Una decina di giorni fa gli storici Roberto Balzani (che è sindaco di Forlì), Thomas Casadei, Sauro Mattarelli e Maurizio Ridolfi hanno proposto una petizione contro la soppressione delle festività civili stabilita con il decreto legge contenente la penultima versione della manovra finanziaria. E sono state raccolte finora oltre diecimila firme [http://soppressionefestecivili. blogspot. com].

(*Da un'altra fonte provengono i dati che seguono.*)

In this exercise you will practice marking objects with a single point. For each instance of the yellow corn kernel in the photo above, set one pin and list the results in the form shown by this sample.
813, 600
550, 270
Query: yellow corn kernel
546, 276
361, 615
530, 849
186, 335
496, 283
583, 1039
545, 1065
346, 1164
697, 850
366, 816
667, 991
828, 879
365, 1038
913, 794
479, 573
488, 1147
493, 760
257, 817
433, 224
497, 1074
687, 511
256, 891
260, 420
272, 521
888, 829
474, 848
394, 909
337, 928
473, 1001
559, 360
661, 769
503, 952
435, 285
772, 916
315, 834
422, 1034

Nell’appello non solo si sottolinea il pericolo che questa scelta costituisce per la «coesione civile» e per la «produttività nazionale », ma si paventa che, così agendo, si giunga alla «negazione di quel patriottismo costituzionale e di quella idea di democrazia sociale su cui si è costruita e sviluppata la miglior storia della nostra repubblica ».
La norma varata dal governo lascia nell’indefinitezza il giorno nel quale tenere le «celebrazioni nazionali e le festività dei santi patroni»: il venerdì precedente, il lunedì seguente secondo il modello delle Bank Holidays, ovvero la domenica? Spetterà al governo, anno dopo anno, decidere: parrebbe il trionfo del pragmatismo, da taluno invocato contro i furori ideologici che sarebbe insito nei dibattiti sui valori. Cela più prosaicamente un tratto furbesco, opportunistico, che lascia alla valutazione dell’esecutivo in carica la scelta di dare senso o meno alle diverse ricorrenze.
L’Italia postfascista ha ereditato le pulsioni dissociative che avevano segnato la vicenda unitaria. È un carattere che viene da lontano e manifesta le difficoltà connesse con la costruzione di un autentico sistema democratico condiviso, contrassegnato da pari opportunità per tutte/i.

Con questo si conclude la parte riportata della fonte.